Description
Paroles en l’air
Collision en plein ciel
Ce livre entrouvre le domaine restreint de l’aviation militaire et civile et aborde une facette méconnue de la Patrouille de France. Il fait également pénétrer une ambiance connue des seuls pilotes de chasse, avec leurs codes, leurs rites, leurs doutes et leur succès. Il entraîne le lecteur dans une véritable dynamique de réalité. Les mots sont crus, les joies sont partagées, les difficultés ressenties. Il fait aussi partager un drame impressionnant avec ses à-côtés finalement très banalement humains : un accident aérien spectaculaire qui bouleverse des vies et des relations.
Je suis profondément pilote, dans mon âme comme dans mes actes. Voler a toujours fait partie de ma vie, c’est ma respiration. J’ai choisi initialement le métier des armes parce que cela avait un sens, parce que les valeurs qui portent les Mirage et autre Rafale sont celles qui me constituent.

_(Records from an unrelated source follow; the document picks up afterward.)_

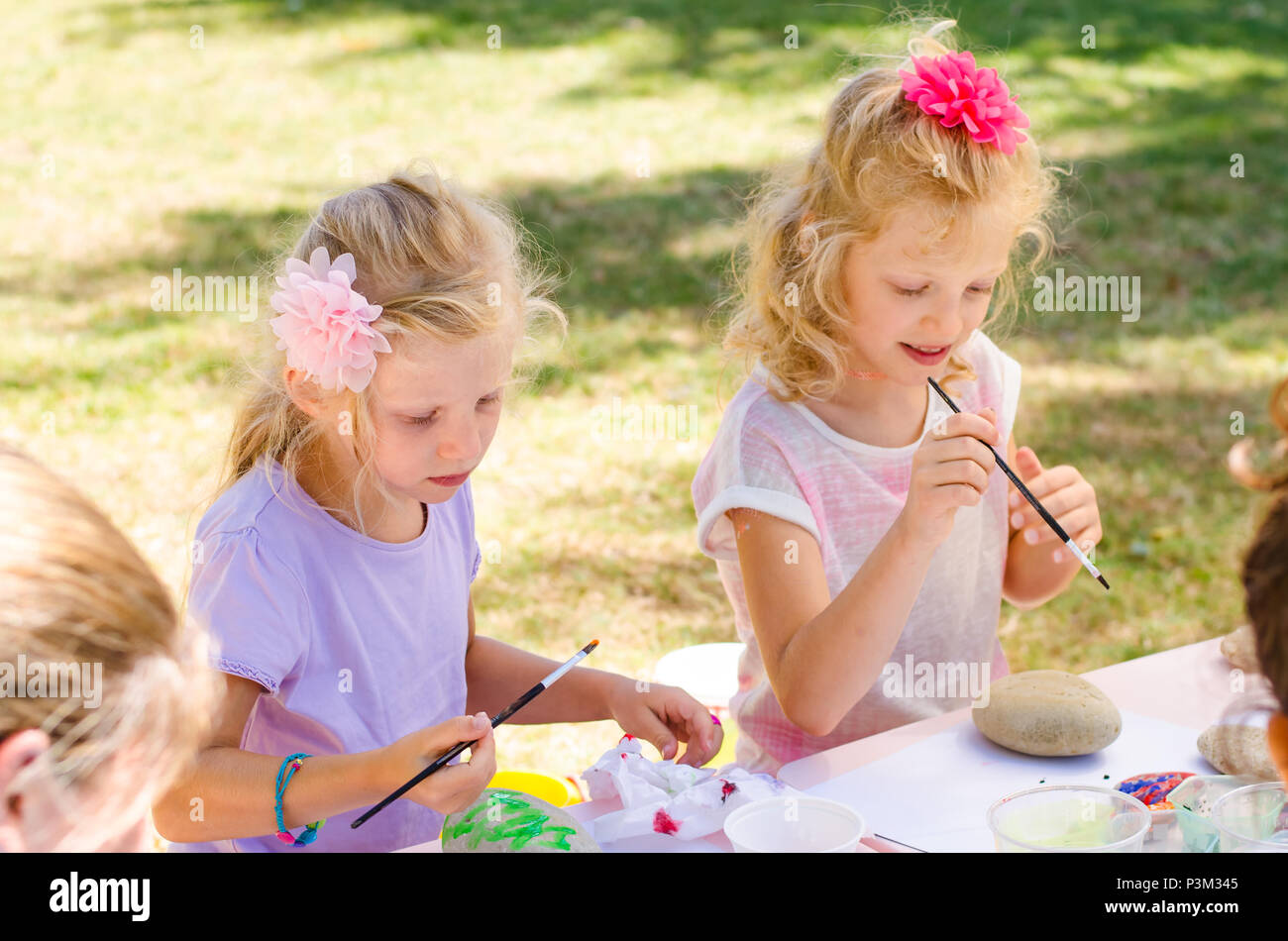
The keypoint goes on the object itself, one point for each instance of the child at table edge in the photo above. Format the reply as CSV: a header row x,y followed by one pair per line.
x,y
1265,579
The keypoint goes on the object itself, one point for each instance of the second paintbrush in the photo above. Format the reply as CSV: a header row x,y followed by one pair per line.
x,y
1050,520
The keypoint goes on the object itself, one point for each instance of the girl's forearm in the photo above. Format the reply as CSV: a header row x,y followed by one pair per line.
x,y
497,674
833,661
1031,575
230,794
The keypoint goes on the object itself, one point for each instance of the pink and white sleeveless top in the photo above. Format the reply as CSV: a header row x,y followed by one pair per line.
x,y
784,460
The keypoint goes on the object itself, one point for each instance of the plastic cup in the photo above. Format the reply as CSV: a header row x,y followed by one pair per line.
x,y
1194,799
1252,819
795,824
1068,817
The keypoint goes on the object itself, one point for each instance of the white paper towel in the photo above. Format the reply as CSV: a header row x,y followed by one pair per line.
x,y
664,797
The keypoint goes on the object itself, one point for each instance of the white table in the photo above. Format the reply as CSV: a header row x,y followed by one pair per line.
x,y
1189,685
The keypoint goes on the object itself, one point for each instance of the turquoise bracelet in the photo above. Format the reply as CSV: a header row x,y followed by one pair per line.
x,y
290,765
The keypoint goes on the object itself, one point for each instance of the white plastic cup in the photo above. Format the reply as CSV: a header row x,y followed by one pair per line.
x,y
1252,819
795,824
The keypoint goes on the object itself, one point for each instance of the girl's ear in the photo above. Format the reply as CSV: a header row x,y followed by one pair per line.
x,y
17,751
806,236
307,394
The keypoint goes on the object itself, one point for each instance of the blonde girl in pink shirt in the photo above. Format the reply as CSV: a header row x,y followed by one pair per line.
x,y
863,533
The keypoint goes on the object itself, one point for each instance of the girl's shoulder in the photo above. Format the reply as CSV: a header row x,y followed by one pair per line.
x,y
997,378
252,503
755,413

Et puis, j’ai prolongé cette vie par la ligne comme s’il fallait adoucir les choses, m’en remettre à d’autres horizons, qu’ils soient humains ou terrestres. J’ai vibré sur les Andes, sur l’Atlantique, le Groenland, les déserts africains et les infinis de la Sibérie. J’ai vibré aux rencontres et aux paroles étrangères. Ce livre est comme un état des lieux de mon parcours, mais pas seulement.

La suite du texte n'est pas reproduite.